Ryan eventually became the highly successful coach at the University of Wisconsin. For three years, Phillips was his director of basketball operations. Phillips parlayed Ryan's tutoring into an assistant coaching job under Tim Miles at NDSU, and when Miles left for Colorado State, Albert Lea's Ben Woodside, now the Bison's career leading scorer and owner of the shot that put NDSU into the tournament in its first year of eligibility, went to the powers that be and lobbied for Phillips.

"I had a great relationship with the players," Phillips said. "There's always uncertainty when you're going for a job, but I felt pretty good about it."

How do you think he feels now? The Bison won the Summit League regular-season title, then made a dramatic comeback against Oakland in the conference tournament final. With 12 seconds left, Oakland tied the score. Phillips, instead of calling a timeout, let Woodside take the ball the length of the court, where the Bison executed their standard end-of-game, high-ball-screen pick-and-roll, and Woodside buried a leaning 17-foot jumper that incited pandemonium in Sioux Falls, S.D.

You win the Super Bowl, you get to say you're going to Disney World. You win the Summit League tournament, you go back to the team hotel because a blizzard closed the roads.

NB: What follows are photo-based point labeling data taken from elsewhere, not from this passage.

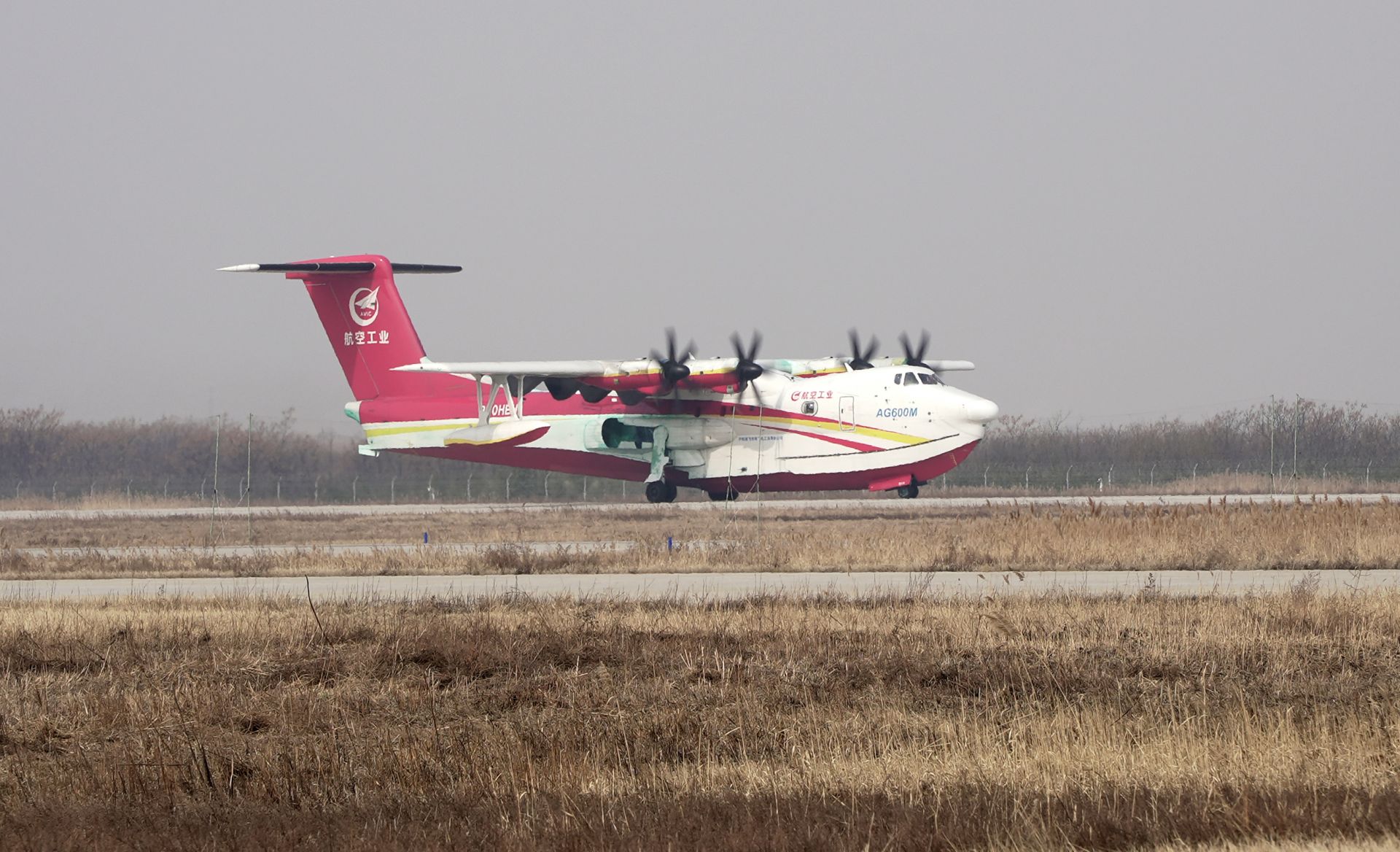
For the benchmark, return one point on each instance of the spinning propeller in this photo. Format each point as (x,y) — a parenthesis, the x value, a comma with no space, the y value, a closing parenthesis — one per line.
(748,369)
(861,357)
(914,357)
(672,369)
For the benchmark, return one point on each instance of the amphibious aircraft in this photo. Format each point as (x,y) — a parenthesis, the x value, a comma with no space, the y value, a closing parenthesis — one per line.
(723,425)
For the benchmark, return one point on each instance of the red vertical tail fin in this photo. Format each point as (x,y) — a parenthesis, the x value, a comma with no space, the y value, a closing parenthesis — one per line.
(368,324)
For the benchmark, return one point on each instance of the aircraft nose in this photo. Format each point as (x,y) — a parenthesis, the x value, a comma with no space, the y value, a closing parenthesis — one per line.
(980,411)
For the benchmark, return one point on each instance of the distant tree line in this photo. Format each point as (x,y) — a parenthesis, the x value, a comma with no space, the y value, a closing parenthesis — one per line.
(42,453)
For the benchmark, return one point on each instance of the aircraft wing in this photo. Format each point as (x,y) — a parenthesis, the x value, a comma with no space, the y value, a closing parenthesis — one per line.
(949,366)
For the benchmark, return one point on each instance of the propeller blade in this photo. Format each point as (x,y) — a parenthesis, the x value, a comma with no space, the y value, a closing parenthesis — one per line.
(913,356)
(861,359)
(672,365)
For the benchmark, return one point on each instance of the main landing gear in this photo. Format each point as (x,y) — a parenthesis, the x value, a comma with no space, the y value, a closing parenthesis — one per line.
(661,492)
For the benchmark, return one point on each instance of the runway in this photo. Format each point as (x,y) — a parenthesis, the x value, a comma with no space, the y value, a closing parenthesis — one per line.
(713,586)
(744,503)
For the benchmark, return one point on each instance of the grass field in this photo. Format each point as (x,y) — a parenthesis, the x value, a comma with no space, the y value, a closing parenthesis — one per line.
(1214,537)
(766,724)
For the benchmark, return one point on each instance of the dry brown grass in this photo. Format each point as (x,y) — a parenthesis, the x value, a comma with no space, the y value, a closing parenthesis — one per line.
(762,724)
(1298,535)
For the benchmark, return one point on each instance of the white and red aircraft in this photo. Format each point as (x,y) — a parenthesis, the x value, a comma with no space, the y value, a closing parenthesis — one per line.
(723,425)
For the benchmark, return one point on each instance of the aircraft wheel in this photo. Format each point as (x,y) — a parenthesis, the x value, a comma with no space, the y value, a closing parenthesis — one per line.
(661,492)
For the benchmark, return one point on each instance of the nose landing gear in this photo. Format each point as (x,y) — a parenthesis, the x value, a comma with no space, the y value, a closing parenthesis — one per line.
(661,492)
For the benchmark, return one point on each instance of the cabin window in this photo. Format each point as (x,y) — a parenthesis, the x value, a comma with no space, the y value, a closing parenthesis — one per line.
(621,436)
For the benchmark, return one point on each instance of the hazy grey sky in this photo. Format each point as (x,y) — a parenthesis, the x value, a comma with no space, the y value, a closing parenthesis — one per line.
(1112,208)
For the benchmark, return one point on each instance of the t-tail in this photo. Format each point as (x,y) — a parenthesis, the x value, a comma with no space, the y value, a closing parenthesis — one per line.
(366,321)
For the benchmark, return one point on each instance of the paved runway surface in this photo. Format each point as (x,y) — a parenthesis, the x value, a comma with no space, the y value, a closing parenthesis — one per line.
(748,502)
(716,586)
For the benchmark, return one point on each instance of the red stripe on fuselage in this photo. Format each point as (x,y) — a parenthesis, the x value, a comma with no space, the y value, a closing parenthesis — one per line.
(829,439)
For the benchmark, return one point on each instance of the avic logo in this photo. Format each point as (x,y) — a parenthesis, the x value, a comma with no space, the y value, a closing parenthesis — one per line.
(365,306)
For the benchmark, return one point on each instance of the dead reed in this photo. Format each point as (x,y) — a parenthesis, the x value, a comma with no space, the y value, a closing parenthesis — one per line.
(1146,537)
(763,724)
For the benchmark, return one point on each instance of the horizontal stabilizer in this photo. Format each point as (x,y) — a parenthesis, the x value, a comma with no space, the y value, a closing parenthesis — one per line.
(346,268)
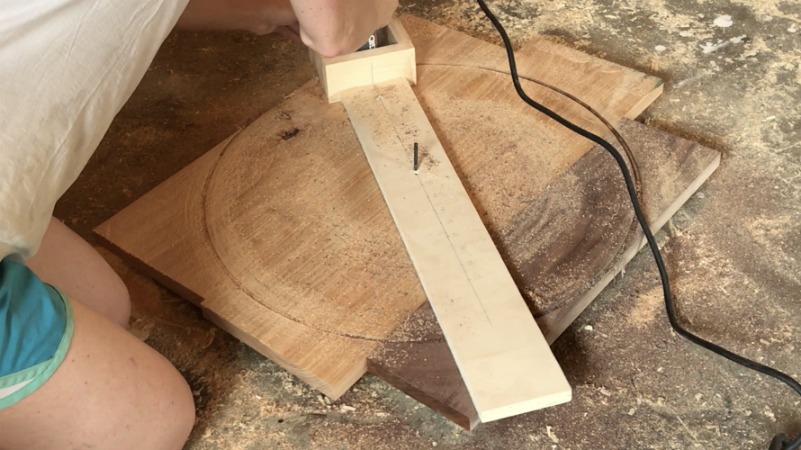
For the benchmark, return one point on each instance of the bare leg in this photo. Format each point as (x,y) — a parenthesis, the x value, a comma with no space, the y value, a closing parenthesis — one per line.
(112,391)
(69,263)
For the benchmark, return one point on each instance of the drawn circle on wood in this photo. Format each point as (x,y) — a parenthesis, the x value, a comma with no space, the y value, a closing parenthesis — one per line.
(303,229)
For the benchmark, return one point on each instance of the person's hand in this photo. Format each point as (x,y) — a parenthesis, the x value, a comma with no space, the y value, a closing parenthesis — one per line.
(257,16)
(334,27)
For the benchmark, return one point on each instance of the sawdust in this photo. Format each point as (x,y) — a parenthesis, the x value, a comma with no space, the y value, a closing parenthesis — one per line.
(734,260)
(647,308)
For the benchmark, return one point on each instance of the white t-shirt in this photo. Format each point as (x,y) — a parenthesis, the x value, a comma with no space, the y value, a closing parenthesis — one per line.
(66,69)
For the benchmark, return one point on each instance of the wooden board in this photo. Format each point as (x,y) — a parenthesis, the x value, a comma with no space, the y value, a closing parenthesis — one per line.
(503,359)
(281,234)
(564,249)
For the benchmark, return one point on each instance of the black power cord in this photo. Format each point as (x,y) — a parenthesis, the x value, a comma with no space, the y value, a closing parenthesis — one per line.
(779,442)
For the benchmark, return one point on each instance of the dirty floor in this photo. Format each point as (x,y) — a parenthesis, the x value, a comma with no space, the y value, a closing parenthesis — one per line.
(732,70)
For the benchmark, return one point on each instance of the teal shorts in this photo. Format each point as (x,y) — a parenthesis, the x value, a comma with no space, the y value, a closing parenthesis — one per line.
(35,331)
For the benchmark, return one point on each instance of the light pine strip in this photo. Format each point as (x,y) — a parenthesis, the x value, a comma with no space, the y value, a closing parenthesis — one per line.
(505,362)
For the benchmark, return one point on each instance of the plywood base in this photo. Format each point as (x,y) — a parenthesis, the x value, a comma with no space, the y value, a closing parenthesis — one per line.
(281,234)
(564,249)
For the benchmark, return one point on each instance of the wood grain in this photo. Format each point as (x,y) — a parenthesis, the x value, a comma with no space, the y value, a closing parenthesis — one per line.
(564,249)
(281,234)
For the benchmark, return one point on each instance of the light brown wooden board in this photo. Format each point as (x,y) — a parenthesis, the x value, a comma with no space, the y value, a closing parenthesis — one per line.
(281,235)
(564,248)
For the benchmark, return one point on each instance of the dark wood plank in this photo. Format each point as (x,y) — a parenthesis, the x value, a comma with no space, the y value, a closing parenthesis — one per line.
(562,249)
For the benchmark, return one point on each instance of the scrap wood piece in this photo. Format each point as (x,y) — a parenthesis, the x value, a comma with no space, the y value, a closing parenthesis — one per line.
(300,226)
(503,359)
(583,223)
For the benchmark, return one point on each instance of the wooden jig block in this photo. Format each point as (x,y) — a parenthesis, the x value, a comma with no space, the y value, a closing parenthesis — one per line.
(368,67)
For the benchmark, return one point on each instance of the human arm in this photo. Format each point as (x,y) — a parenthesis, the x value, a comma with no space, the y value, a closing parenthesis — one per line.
(334,27)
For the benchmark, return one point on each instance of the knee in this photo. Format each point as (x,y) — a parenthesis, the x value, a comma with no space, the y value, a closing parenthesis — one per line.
(184,413)
(118,306)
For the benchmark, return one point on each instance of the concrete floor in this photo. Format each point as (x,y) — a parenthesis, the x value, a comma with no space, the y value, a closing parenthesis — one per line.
(734,250)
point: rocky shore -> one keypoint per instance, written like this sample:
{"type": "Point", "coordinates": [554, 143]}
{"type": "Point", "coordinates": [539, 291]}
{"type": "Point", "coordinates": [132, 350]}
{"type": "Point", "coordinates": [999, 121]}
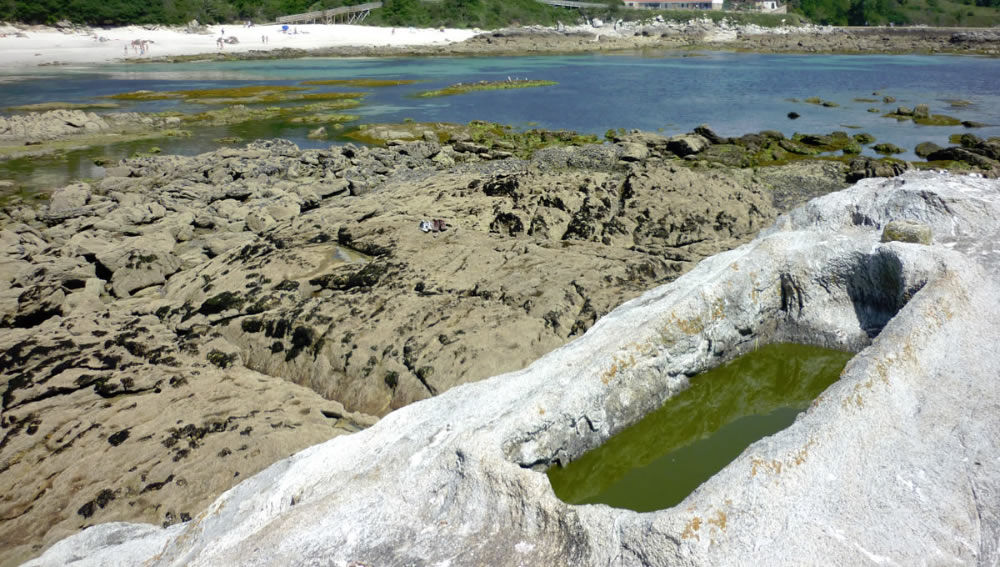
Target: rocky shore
{"type": "Point", "coordinates": [160, 323]}
{"type": "Point", "coordinates": [896, 462]}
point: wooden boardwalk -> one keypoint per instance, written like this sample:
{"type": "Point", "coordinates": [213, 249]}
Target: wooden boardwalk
{"type": "Point", "coordinates": [344, 14]}
{"type": "Point", "coordinates": [572, 4]}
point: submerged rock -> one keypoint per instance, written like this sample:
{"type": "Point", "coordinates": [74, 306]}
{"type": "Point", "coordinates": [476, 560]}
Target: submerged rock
{"type": "Point", "coordinates": [869, 461]}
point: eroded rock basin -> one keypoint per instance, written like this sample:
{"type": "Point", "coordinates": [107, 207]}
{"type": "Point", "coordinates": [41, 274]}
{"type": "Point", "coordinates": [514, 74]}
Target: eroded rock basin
{"type": "Point", "coordinates": [657, 462]}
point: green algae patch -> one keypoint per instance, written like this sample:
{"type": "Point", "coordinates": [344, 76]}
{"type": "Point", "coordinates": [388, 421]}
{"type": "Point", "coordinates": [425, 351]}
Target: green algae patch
{"type": "Point", "coordinates": [330, 96]}
{"type": "Point", "coordinates": [234, 93]}
{"type": "Point", "coordinates": [239, 113]}
{"type": "Point", "coordinates": [363, 83]}
{"type": "Point", "coordinates": [660, 460]}
{"type": "Point", "coordinates": [821, 102]}
{"type": "Point", "coordinates": [462, 88]}
{"type": "Point", "coordinates": [46, 106]}
{"type": "Point", "coordinates": [324, 118]}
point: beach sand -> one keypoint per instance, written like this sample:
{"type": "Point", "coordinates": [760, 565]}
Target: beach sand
{"type": "Point", "coordinates": [50, 46]}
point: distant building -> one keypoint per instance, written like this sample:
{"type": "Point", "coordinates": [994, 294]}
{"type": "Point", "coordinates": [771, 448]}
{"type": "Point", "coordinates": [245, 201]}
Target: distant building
{"type": "Point", "coordinates": [674, 4]}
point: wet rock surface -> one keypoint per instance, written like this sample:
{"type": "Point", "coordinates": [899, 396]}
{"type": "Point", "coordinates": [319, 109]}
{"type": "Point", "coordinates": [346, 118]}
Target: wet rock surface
{"type": "Point", "coordinates": [868, 471]}
{"type": "Point", "coordinates": [295, 293]}
{"type": "Point", "coordinates": [35, 128]}
{"type": "Point", "coordinates": [160, 323]}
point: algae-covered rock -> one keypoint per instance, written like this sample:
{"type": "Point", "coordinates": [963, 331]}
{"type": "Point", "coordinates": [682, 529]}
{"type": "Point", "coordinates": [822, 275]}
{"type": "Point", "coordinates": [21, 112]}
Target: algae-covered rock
{"type": "Point", "coordinates": [687, 144]}
{"type": "Point", "coordinates": [863, 167]}
{"type": "Point", "coordinates": [888, 148]}
{"type": "Point", "coordinates": [907, 231]}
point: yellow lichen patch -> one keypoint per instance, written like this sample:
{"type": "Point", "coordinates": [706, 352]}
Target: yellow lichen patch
{"type": "Point", "coordinates": [362, 82]}
{"type": "Point", "coordinates": [772, 466]}
{"type": "Point", "coordinates": [331, 96]}
{"type": "Point", "coordinates": [142, 95]}
{"type": "Point", "coordinates": [323, 118]}
{"type": "Point", "coordinates": [691, 326]}
{"type": "Point", "coordinates": [801, 454]}
{"type": "Point", "coordinates": [618, 364]}
{"type": "Point", "coordinates": [693, 525]}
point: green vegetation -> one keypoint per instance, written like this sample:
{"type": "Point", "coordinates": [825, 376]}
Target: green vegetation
{"type": "Point", "coordinates": [462, 88]}
{"type": "Point", "coordinates": [257, 94]}
{"type": "Point", "coordinates": [451, 13]}
{"type": "Point", "coordinates": [489, 14]}
{"type": "Point", "coordinates": [977, 13]}
{"type": "Point", "coordinates": [494, 138]}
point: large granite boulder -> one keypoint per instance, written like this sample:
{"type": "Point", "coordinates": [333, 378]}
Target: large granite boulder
{"type": "Point", "coordinates": [894, 463]}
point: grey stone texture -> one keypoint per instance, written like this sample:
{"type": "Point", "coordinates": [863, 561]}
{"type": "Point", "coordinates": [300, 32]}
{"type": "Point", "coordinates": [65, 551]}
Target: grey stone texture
{"type": "Point", "coordinates": [896, 463]}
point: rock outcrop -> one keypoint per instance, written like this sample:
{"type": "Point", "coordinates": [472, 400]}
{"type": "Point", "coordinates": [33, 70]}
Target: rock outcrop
{"type": "Point", "coordinates": [896, 462]}
{"type": "Point", "coordinates": [186, 300]}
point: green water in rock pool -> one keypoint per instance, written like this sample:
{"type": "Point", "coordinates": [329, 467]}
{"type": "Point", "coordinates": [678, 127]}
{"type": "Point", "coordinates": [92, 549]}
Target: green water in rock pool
{"type": "Point", "coordinates": [658, 461]}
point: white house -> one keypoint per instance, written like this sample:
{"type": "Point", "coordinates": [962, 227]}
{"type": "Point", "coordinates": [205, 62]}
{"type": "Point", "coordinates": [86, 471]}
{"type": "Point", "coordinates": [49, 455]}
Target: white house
{"type": "Point", "coordinates": [674, 4]}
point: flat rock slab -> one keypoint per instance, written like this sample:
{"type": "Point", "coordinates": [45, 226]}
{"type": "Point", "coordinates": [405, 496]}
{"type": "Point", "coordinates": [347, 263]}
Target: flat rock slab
{"type": "Point", "coordinates": [894, 463]}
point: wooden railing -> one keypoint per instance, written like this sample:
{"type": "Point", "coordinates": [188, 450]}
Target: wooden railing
{"type": "Point", "coordinates": [572, 4]}
{"type": "Point", "coordinates": [347, 14]}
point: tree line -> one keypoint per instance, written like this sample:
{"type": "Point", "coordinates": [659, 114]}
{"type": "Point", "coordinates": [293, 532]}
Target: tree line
{"type": "Point", "coordinates": [486, 14]}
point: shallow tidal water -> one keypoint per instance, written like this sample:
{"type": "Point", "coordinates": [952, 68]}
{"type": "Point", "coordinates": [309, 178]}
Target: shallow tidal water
{"type": "Point", "coordinates": [660, 460]}
{"type": "Point", "coordinates": [664, 91]}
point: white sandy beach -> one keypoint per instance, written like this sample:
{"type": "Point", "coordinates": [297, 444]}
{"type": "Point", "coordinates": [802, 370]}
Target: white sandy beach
{"type": "Point", "coordinates": [47, 46]}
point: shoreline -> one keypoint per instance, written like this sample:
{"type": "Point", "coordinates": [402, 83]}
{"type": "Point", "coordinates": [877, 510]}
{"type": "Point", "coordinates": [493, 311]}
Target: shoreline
{"type": "Point", "coordinates": [24, 47]}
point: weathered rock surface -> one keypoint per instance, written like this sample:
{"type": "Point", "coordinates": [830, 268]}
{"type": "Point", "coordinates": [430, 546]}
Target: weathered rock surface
{"type": "Point", "coordinates": [896, 462]}
{"type": "Point", "coordinates": [280, 267]}
{"type": "Point", "coordinates": [34, 127]}
{"type": "Point", "coordinates": [109, 416]}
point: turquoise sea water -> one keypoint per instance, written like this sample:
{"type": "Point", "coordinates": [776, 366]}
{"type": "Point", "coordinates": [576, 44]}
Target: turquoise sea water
{"type": "Point", "coordinates": [660, 460]}
{"type": "Point", "coordinates": [670, 92]}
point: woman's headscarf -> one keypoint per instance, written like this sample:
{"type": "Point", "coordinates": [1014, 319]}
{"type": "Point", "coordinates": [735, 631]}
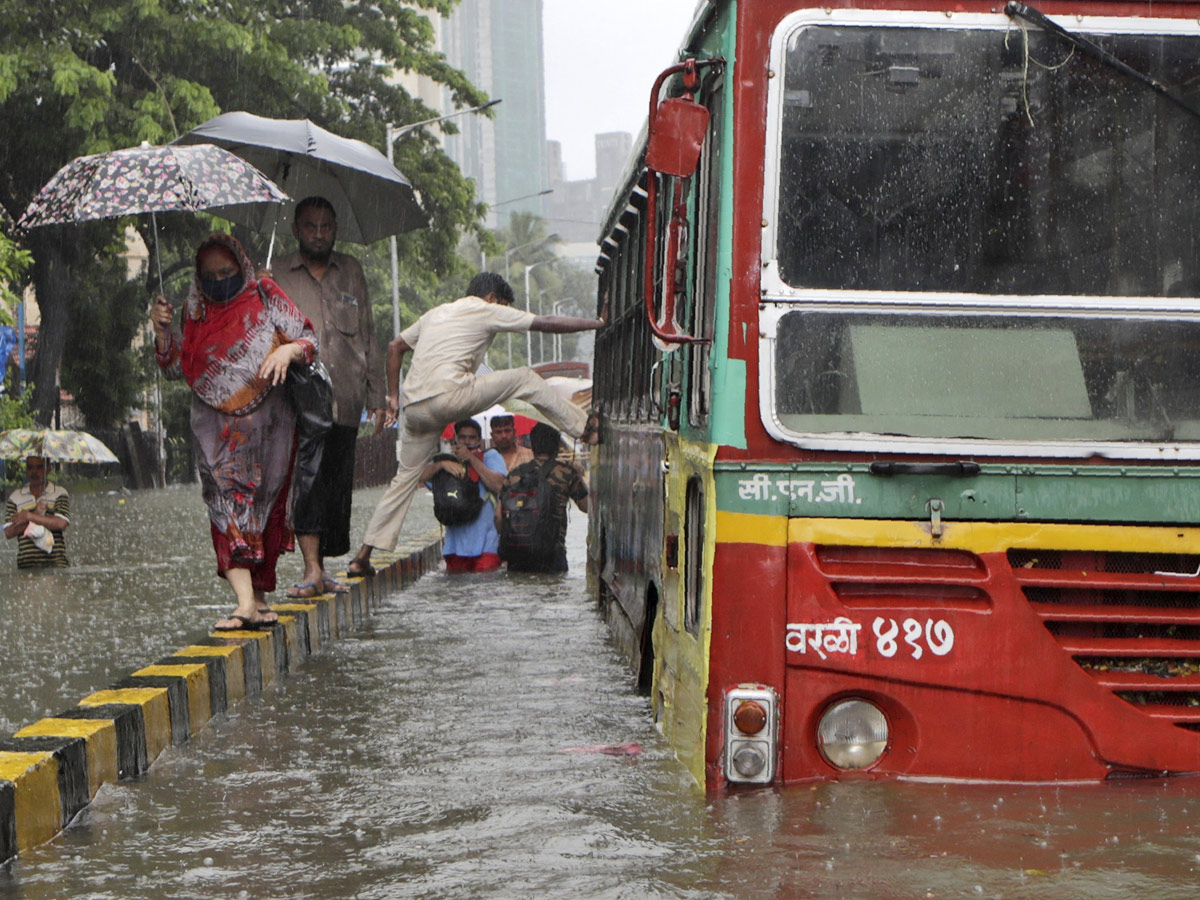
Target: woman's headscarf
{"type": "Point", "coordinates": [193, 307]}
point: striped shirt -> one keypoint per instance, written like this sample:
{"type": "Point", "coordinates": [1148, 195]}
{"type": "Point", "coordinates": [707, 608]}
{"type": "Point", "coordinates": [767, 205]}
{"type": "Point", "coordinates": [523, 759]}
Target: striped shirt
{"type": "Point", "coordinates": [55, 502]}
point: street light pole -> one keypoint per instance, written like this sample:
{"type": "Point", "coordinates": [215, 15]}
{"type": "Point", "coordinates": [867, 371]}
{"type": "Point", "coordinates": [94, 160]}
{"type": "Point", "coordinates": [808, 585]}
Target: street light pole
{"type": "Point", "coordinates": [394, 133]}
{"type": "Point", "coordinates": [558, 337]}
{"type": "Point", "coordinates": [508, 277]}
{"type": "Point", "coordinates": [528, 336]}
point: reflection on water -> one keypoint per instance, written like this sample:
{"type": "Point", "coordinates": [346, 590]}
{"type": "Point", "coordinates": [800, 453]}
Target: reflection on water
{"type": "Point", "coordinates": [142, 585]}
{"type": "Point", "coordinates": [421, 759]}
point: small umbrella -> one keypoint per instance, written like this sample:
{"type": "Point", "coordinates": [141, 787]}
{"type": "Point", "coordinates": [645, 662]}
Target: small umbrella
{"type": "Point", "coordinates": [371, 197]}
{"type": "Point", "coordinates": [54, 444]}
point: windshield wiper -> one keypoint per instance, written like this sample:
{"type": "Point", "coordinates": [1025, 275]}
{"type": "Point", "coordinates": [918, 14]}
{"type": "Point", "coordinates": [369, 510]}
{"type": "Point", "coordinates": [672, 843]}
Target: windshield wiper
{"type": "Point", "coordinates": [1021, 11]}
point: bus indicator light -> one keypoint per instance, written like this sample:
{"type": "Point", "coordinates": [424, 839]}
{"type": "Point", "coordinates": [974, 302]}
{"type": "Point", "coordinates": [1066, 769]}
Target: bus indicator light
{"type": "Point", "coordinates": [750, 735]}
{"type": "Point", "coordinates": [750, 718]}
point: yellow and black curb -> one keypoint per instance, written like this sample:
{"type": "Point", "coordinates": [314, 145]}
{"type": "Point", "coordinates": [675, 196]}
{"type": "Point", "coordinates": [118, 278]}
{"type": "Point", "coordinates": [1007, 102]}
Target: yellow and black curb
{"type": "Point", "coordinates": [52, 769]}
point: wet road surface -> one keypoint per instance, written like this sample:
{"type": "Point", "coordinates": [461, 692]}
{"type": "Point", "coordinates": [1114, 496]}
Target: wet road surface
{"type": "Point", "coordinates": [450, 750]}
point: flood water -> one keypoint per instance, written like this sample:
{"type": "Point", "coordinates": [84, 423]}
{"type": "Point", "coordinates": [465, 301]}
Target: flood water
{"type": "Point", "coordinates": [450, 750]}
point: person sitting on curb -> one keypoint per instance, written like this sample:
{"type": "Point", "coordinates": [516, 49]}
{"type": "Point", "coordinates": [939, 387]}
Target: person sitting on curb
{"type": "Point", "coordinates": [36, 515]}
{"type": "Point", "coordinates": [449, 342]}
{"type": "Point", "coordinates": [474, 546]}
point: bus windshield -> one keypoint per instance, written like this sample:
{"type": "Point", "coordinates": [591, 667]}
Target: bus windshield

You bus back to Fargo the next day, get swamped by well-wishers, and start doing interviews all over the country, answering the question, "Who are you guys?"

"I'm on the phone with Bo Ryan after the game, and I'm thanking him for all the things he's taught me, and we're bantering back and forth and I stop talking and zone out on the man I respect as much as anyone in this profession," Phillips said. "I had seen myself on 'SportsCenter' for the first time, and it stopped me cold.

"It's surreal to wake up in the morning and see your kids dancing on the opening montage of 'SportsCenter.' For a dad, that's about as special as it gets. I had to take out a map and show my kids all the places I had been on the radio that day -- Birmingham, Tampa, Seattle. I wake up in the morning and the next thing I know I'm on the air with Dan Patrick, who was probably interviewing A-Rod a week ago."

Phillips' enthusiasm has become the Bison's performance enhancer. As manic as he can be in interviews and celebrations, he's remarkably calm on the sideline. So when Woodside got the inbound pass for the biggest possession in school history, Phillips did nothing, thereby initiating what he calls his "Give Ben the ball and get out of the way offense."

Positioned to receive more praise this week than in the rest of his life combined, Phillips has doled out credit to his players, Miles, Ryan, even fans who seem to have lost their bearings in the euphoria of making it to the tournament.

"When we got back from Sioux Falls, one older fan came up to me and said, 'North Dakota State basketball wouldn't even exist if it wasn't for you,'" Phillips said. "I told him I appreciated the kind words, but that, yes, North Dakota State basketball would exist without me."

Phillips doesn't spend much time trying to look presidential. He picked up the nickname "Salty Dog" in Platteville. "Now my 3-year-old even calls me that," he said.

Salty Dog doesn't mind bringing an underdog to Minneapolis to face the defending national champions. "Kansas travels well," he told reporters in Fargo. "But we'll have a head start on them."